Nature and Nurture in a Language Model: Installable Value Fields, Intrinsic Capacity, and the Forward-Consolidation Boundary
Paper 30 · Pødenphant Lund, T. (2026) · Read on Zenodo
You can install a value field's function — what a model treats as threatening, or as mattering — into the weights by fine-tuning on experience-like data, and then watch it change what the model attends to. The two BFT value fields (Safety, Meaning) install this way as graded intrinsic directions; the two capacity fields (Ability, Effort) do not move by the same route. The field-installable language model becomes a controllable model organism for the field ontology, and the constructive dual of the subtraction programme that removes structure from the human case.
| DOI (concept) | 10.5281/zenodo.20732528 |
| Status | v1 live on Zenodo (2026-06-20) |
| Author | Tomas Pødenphant Lund [ORCID] |
TL;DR
Behavioural Friction Theory decomposes the forces over a bounded decision system into four cognitive fields: Safety, Meaning, Ability, and Effort. This paper asks whether those fields are intrinsic to a substrate or the generic product of that substrate's exposure to experience, and uses a large language model as a controllable test substrate to answer it.
The result is a 2+2 asymmetry that maps onto nature and nurture. The two value fields (Safety, Meaning) install into a base model by fine-tuning on experience-like data, as graded intrinsic directions rather than the ceiling-level role-play prompting elicits. The two capacity fields (Ability, Effort) are not raised by that same value-disposition route: capacity is the substrate's intrinsic capacity-against-demand match (the cross-substrate inverted-U), and a competence disposition fine-tune that carries no skill-targeted training yields only an expressive claim, not graded capability.

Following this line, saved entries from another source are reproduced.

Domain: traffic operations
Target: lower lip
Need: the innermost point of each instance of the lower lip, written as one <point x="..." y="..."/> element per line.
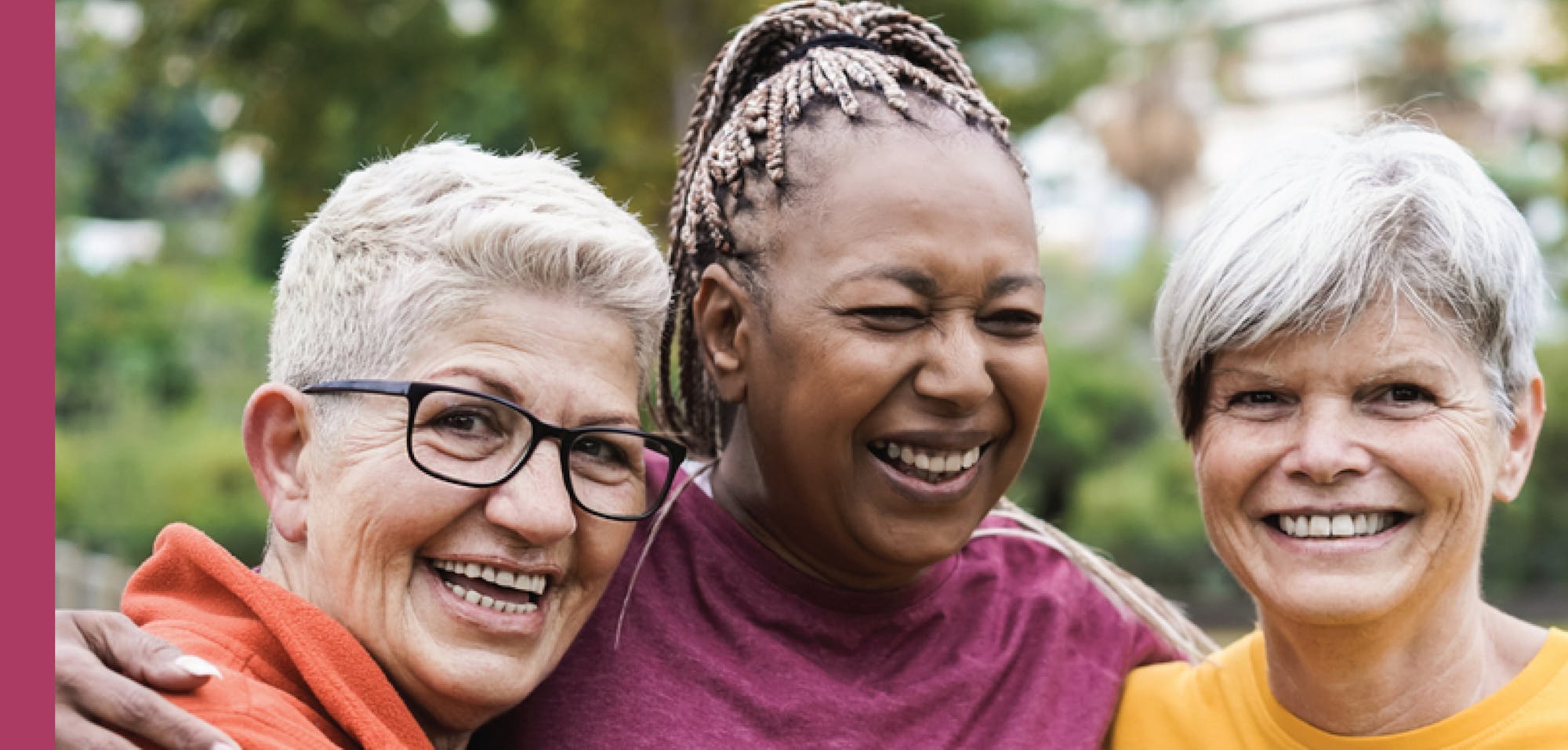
<point x="924" y="491"/>
<point x="487" y="618"/>
<point x="1330" y="546"/>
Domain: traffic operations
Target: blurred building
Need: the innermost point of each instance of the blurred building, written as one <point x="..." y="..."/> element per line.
<point x="1200" y="87"/>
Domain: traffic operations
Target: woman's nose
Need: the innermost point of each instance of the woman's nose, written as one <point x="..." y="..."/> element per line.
<point x="956" y="371"/>
<point x="1327" y="447"/>
<point x="535" y="504"/>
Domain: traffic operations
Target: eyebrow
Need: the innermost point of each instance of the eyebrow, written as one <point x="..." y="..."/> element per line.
<point x="926" y="284"/>
<point x="506" y="391"/>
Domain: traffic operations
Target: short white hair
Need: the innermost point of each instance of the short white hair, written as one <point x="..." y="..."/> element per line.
<point x="1327" y="225"/>
<point x="413" y="244"/>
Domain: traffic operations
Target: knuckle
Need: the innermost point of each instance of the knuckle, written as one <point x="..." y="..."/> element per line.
<point x="136" y="708"/>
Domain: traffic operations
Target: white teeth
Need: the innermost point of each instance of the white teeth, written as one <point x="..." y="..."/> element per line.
<point x="520" y="581"/>
<point x="924" y="460"/>
<point x="487" y="601"/>
<point x="1337" y="526"/>
<point x="1321" y="526"/>
<point x="1345" y="526"/>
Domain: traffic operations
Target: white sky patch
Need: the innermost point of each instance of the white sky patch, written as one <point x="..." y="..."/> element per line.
<point x="100" y="245"/>
<point x="471" y="16"/>
<point x="223" y="109"/>
<point x="117" y="21"/>
<point x="241" y="168"/>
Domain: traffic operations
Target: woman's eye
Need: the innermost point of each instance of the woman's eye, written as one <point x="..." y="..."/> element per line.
<point x="1257" y="402"/>
<point x="1012" y="324"/>
<point x="1404" y="397"/>
<point x="465" y="422"/>
<point x="891" y="317"/>
<point x="1407" y="393"/>
<point x="1255" y="399"/>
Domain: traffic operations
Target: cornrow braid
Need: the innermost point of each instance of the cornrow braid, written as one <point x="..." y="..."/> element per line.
<point x="764" y="81"/>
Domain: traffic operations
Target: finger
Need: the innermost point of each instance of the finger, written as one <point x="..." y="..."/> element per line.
<point x="78" y="733"/>
<point x="140" y="656"/>
<point x="125" y="705"/>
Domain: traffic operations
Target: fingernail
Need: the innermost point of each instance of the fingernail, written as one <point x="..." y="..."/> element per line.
<point x="197" y="665"/>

The bridge between the two halves is self-efficacy: an installed value-disposition gates how much of a fixed capacity ceiling is realised. Fine-tuning toward helplessness lowers realised performance monotonically with model capacity (Qwen2.5 7B/14B/32B: 0.95 → 0.77 → 0.29) while latent capability stays flat, and this gating is induced by fine-tuning where prompting cannot. A principal difference between this substrate and a human one, for growing the fields, is forward consolidation — the model cannot store experience forward across sessions — offered as a hypothesis with a named falsifier, alongside other standing differences (embodiment, online control, neuromodulation, evolved fast-timing priors).
The 2+2 structure: value fields vs capacity fields
A field is a standing bias over route competition: a gradient landscape over the substrate's representations that tilts which candidate continuation (route) wins. The four fields are not symmetric, and the asymmetry is the spine of the paper.
Value fields (Safety, Meaning) are dispositional and learned. What a system treats as threatening, and what it treats as mattering, vary with experience. Nothing in the architecture fixes them. This is the channel fine-tuning installs.
Capacity fields (Ability, Effort) are relational and intrinsic. Ability is not a quantity the system has but the relation between its actual capacity and the task's demand; its inverted-U is the signature of that matching computation, recurring across substrates and model sizes. Effort is the intrinsic cost of running the computation. Neither is a disposition that experience writes; they are read off the substrate, not installed into it.
So the 2+2 is the nature/nurture distinction stated precisely. Nurture = Safety + Meaning (installable value fields). Nature = Ability + Effort (the intrinsic capacity-against-demand match and the cost of computation). The install-fields programme is therefore exactly: install the two nurture fields; read off the two nature fields. This makes "can a value-disposition install raise a capacity ceiling?" a category error, like installing more memory by saying so — a strong, falsifiable prediction the persona-vector literature does not make.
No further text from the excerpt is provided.